If you’re missing the days when Clippy would keep a watchful eye over your Microsoft Word scribblings like an overbearing parent, then you may be excited for something on the Outlook roadmap.
As spotted by TechRadar, the entry lists a “tone detector in Microsoft Editor for Outlook on the web,” and it’s due next month. “Microsoft Editor in Outlook on the web will now offer writing refinements and suggest conversation tone,” the description reads.
It sounds like Microsoft is planning on making suggestions to soften the edges of emails which tip over from professional and businesslike into brisque, cold or hostile. And that’s an admirable ambition: words, when deprived of additional social cues – like tone of voice, facial expression and body language – can easily come across as something completely different to what we intend when combined with the reader’s pre-existing opinions of us.
Flippancy and sarcasm are especially hard to pull off without overloading a sentence with explanation marks, and risking looking like an overenthusiastic simpleton. In an era when much of the world is resigned to working from home for the foreseeable future, it just makes sense for Microsoft to try and help police tone, to avoid unnecessary misunderstandings.
But it’s also pretty clear that this change is also opening a can of worms. While you clearly won’t have to accept any recommended changes, a nagging voice telling you that you’re sounding surly or passive aggressive could make you second-guess yourself.
Also, who should judge what tone sounds right? As I wrote recently, something as simple as a smiley face emoji can mean vastly different things to different age groups. It would be astonishing if written words didn’t also have demographic ambiguities aplenty, too. We know, for example, that younger generations sometimes find full stops in text messages to be passive aggressive, something which Clippy would struggle to get his little metal head around.

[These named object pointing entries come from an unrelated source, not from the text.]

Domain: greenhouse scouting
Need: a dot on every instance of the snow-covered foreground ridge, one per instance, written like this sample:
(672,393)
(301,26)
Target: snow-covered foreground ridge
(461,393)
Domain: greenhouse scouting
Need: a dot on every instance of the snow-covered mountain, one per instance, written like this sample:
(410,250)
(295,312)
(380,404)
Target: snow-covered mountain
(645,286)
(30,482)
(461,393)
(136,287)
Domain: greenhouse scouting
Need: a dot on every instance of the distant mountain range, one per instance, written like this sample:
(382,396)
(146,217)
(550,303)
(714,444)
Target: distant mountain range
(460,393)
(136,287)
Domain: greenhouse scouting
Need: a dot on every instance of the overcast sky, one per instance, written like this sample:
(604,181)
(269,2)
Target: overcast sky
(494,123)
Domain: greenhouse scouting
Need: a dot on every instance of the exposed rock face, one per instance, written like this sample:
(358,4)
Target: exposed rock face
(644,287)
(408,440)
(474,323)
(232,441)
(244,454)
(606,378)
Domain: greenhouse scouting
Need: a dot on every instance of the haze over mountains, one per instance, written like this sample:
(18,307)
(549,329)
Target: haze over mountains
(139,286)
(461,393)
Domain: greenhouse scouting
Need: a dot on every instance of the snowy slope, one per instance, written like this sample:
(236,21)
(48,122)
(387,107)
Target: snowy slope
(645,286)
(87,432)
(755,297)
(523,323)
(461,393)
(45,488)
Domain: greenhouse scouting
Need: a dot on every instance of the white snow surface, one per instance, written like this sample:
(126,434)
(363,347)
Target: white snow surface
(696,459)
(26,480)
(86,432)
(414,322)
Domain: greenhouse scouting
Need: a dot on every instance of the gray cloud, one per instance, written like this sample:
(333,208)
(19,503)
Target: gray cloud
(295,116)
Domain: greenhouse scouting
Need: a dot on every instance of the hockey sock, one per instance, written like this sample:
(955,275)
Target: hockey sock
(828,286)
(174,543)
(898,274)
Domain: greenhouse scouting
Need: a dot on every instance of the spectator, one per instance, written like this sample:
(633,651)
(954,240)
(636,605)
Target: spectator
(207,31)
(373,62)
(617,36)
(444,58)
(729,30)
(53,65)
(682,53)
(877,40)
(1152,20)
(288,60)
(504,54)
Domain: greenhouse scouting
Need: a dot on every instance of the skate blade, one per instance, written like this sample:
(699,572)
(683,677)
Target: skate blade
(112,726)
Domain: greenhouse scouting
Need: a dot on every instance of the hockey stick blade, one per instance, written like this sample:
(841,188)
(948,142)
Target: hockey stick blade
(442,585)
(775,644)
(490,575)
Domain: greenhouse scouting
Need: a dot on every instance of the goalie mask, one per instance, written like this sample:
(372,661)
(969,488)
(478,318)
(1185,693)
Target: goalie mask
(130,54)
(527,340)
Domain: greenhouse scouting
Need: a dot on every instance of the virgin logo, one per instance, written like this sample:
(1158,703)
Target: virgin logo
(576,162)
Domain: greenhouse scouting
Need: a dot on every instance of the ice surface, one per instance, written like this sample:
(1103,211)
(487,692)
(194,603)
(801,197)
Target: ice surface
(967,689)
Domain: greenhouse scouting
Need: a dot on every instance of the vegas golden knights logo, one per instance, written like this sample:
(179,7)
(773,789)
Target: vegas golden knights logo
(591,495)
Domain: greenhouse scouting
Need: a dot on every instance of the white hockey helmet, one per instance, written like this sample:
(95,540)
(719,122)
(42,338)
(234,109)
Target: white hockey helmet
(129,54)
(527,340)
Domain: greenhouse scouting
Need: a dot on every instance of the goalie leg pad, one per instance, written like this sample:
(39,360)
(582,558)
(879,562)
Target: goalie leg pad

And that’s before we take institutionalised sexism into account. A study from 2006 found that women are more likely to use exclamation marks in emails in order to seem friendly. When they drop the exclamation marks and up the formality, they’re sometimes viewed as aggressive.
Perhaps Outlook’s upcoming tone detector will be nothing like this and, ironically, I’ve misread the tone of the description. But it’s fascinating to speculate about what unintended consequences – good or bad – Microsoft could set in motion by suggesting employees overrule their human gut and trust a computer algorithm when communicating with their fellow humans.